The advantages of recognising supporters in Commonwealth laws are discussed in Chapter 4. In particular, formalisation of support is likely to create greater certainty for third parties about the role of supporters, and facilitate the provision of support to people who need it. In the context of information privacy, this is likely to allow third parties to interact with supporters with greater confidence, allowing for timely collection, use and disclosure of information.
There is a downside to this approach, in that legislative arrangements may work against flexible practices by encouraging the perception that a supporter must be formally appointed in order to be recognised. However, more informal arrangements may not be implemented consistently or recognised by APP entities. Some form of legislative underpinning may be more effective in establishing recognition of supporters.
In the ALRC’s view, the Privacy Act should be amended to include supporter and representative provisions consistent with the Commonwealth decision-making model.

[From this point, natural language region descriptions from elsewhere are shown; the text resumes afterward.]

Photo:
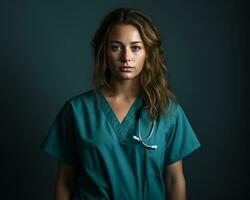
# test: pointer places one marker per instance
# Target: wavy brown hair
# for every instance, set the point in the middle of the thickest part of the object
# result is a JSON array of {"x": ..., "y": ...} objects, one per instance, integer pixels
[{"x": 154, "y": 87}]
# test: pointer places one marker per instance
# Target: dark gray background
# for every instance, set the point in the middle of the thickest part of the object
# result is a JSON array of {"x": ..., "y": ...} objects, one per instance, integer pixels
[{"x": 46, "y": 59}]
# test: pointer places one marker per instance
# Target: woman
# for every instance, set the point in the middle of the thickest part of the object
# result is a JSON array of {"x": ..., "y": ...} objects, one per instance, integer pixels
[{"x": 126, "y": 137}]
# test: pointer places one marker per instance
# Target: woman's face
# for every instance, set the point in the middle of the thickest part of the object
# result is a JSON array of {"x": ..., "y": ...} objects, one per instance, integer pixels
[{"x": 125, "y": 52}]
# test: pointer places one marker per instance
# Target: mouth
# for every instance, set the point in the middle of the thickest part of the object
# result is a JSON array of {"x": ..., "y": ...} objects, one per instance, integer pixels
[{"x": 125, "y": 68}]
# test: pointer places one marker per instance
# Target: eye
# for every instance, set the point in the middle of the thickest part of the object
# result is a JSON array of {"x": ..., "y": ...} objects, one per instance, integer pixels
[
  {"x": 136, "y": 48},
  {"x": 115, "y": 47}
]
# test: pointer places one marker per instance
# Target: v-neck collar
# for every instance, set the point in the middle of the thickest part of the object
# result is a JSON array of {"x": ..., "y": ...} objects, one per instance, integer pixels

The new provisions would apply potentially to an individual’s relationships with the full range of APP entities—Commonwealth government agencies and private sector organisations.
The Privacy Act should permit APP entities to establish a supporters and representatives scheme, but this should not be mandatory. APP entities need to retain the flexibility to develop practices and procedures consistent with their broader operations. Agencies and organisations also may be subject to other obligations—such as the bankers’ duty of confidentiality or particular legislative provisions—which place limits on decision-making by supporters. Each agency and organisation must consider the extent to which it is able to recognise and act upon decisions made by a supporter.
Incorporating the Commonwealth decision-making model within the Privacy Act may facilitate assistance for people in making and communicating decisions concerning control of their personal information by recognising supporters, including family and carers, as being able to act on their behalf. At the least, supporters should be recognised and be made subject to a duty to support an individual’s will and preferences in relation to the handling of their personal information.
However, some circumstances will require a more rigorous process for appointment and verification than others, due to the potential consequences of the disclosure of personal information or the transaction involved. For example, a bank or other financial institution might establish an arrangement that has effect for the purposes of disclosing account balances and banking transactions, but does not extend to a supporter withdrawing funds from an account on behalf of the individual, without putting further integrity measures in place.